In 1888, South Pasadena incorporated the southern portion of the Indiana Colony and land south and eastward to the Los Angeles border, becoming the sixth municipality in Los Angeles County. With establishment of the Raymond Hotel and the Cawston Ostrich Farm, the small community was able to attract tourists and increasingly large waves of new residents to the Pasadena area in the late 19th and early 20th Centuries. With completion of the Pacific Electric Short Line, putting the entire city within easy walking distance of the "red car" stations, South Pasadena also became a one of the first suburbs of Los Angeles. It is now certainly one of the best-preserved cities, maintaining a small-town quality and humanity in the scale of its buildings, its residential streetscapes and historic commercial core.

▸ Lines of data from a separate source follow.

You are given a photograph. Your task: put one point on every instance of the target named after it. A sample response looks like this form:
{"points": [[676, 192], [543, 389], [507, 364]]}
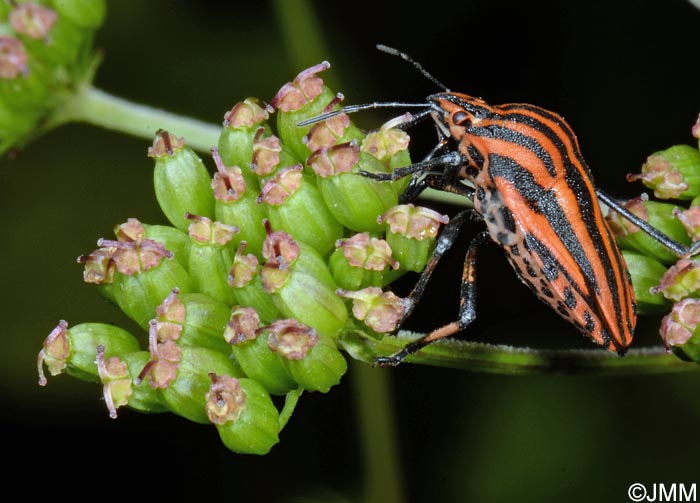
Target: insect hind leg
{"points": [[467, 300]]}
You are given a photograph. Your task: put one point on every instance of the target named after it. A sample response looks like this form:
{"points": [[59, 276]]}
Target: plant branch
{"points": [[102, 109], [500, 359]]}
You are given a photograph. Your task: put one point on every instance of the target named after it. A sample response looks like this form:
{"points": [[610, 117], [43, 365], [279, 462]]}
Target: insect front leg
{"points": [[467, 300]]}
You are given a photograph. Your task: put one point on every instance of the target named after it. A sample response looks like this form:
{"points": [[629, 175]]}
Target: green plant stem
{"points": [[375, 415], [500, 359], [102, 109]]}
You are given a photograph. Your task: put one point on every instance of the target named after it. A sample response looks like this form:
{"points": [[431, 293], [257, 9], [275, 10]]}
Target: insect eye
{"points": [[459, 118]]}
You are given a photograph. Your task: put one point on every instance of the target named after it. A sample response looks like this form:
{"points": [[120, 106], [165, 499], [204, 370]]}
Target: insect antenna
{"points": [[416, 64], [367, 106], [392, 104]]}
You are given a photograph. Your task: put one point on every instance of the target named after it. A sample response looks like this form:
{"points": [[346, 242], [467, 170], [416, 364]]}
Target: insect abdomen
{"points": [[537, 197]]}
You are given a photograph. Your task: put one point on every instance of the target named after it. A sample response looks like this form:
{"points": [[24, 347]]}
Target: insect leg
{"points": [[449, 159], [467, 301], [674, 246]]}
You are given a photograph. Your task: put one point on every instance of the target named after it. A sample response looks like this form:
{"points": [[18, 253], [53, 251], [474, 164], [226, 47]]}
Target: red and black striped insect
{"points": [[531, 186]]}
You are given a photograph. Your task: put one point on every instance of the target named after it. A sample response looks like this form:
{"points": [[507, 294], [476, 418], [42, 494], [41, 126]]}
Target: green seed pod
{"points": [[690, 219], [313, 359], [354, 200], [269, 156], [679, 330], [84, 13], [661, 216], [380, 311], [236, 205], [74, 350], [646, 274], [243, 413], [411, 234], [301, 285], [99, 269], [211, 258], [182, 182], [333, 131], [180, 374], [192, 319], [118, 374], [681, 280], [174, 240], [390, 146], [360, 261], [250, 349], [246, 281], [673, 173], [242, 124], [23, 88], [145, 275], [53, 40], [301, 99], [295, 205]]}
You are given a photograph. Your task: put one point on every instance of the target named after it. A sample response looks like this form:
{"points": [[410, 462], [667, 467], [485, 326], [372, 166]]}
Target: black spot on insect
{"points": [[475, 156], [471, 171], [569, 298], [503, 238], [460, 118], [508, 220]]}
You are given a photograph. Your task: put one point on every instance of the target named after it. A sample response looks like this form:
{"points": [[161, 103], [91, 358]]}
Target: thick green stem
{"points": [[499, 359], [102, 109]]}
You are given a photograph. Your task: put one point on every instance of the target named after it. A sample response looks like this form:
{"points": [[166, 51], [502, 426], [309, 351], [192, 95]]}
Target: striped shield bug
{"points": [[522, 168]]}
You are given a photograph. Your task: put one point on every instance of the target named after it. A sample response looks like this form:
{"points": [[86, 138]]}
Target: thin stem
{"points": [[102, 109], [499, 359], [290, 403], [375, 415]]}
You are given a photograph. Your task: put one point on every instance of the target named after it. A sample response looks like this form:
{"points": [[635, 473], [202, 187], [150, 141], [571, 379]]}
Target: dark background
{"points": [[623, 73]]}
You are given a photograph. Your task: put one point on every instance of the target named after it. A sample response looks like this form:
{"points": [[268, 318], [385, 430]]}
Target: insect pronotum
{"points": [[531, 186]]}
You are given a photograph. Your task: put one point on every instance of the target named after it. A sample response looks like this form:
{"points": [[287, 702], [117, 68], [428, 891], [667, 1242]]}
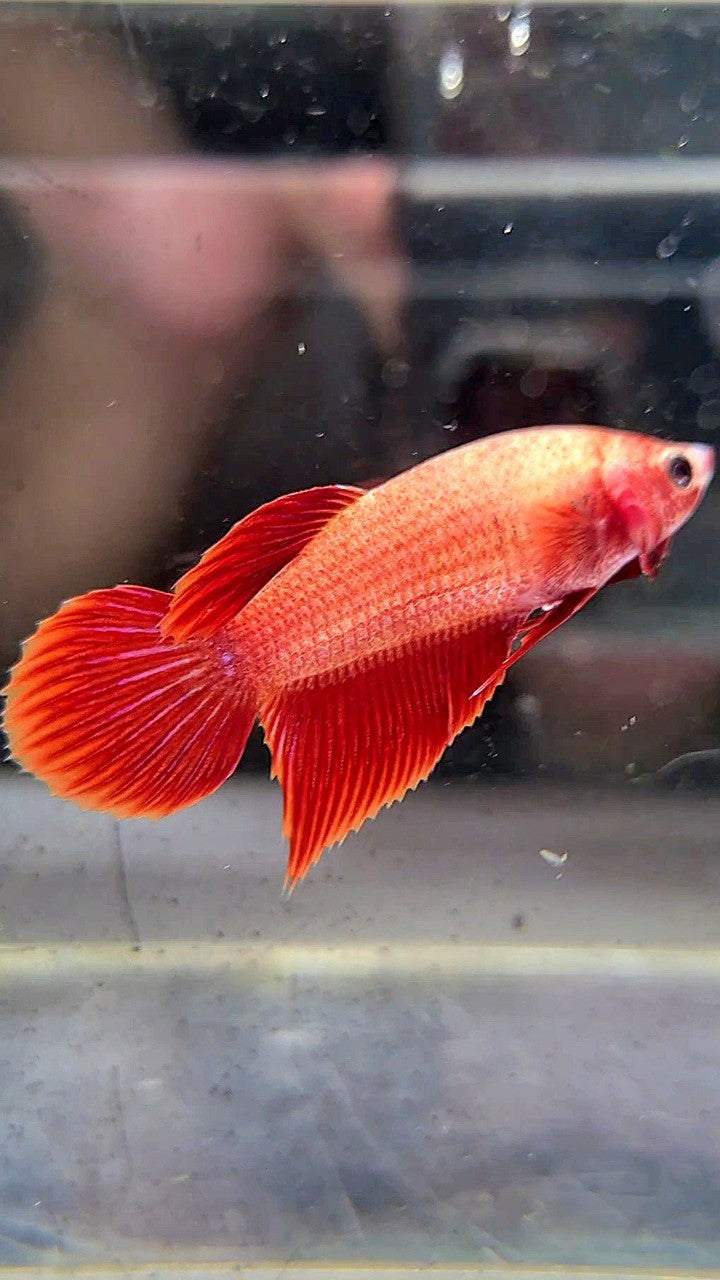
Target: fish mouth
{"points": [[702, 457]]}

It is this legacy and the tradition-minded, small-town atmosphere that has preserved and perpetuated a quality of life that has kept so many long time residents in the community and which continues to attract new residents. It plays no small role in giving South Pasadena an excellent reputation throughout Southern California and the rest of the state as a wonderful place to live, to raise a family and come to shop or visit.
The built environment of South Pasadena reflects its rich heritage. Entire neighborhoods of homes built in the Craftsman, revival or Art Deco styles of 1900-1939 have survived largely intact and are enriched with mature landscaping. A handful of homes from the Victorian era are scattered throughout the community. The historic city center and business district around Mission Street and Meridian Avenue has been listed in the National Register of Historic Places. Many of the City's historic institutional buildings, ranging from religious to civic, continue to play a vital role in town life. These buildings create the historic context within which the numerous historic resources of South Pasadena can be understood and evaluated.
The preservation movement in South Pasadena began in 1970 when South Pasadena Beautiful created a sub- committee to study ways and means to promote historic preservation in the community. Eventually, the subcommittee became the Jean Driskel Foundation, later renamed the South Pasadena Preservation Foundation, a private non-profit organization. The City restored the 1888 Meridian Iron Works building, which now serves as a historical museum and base for the Preservation Foundation.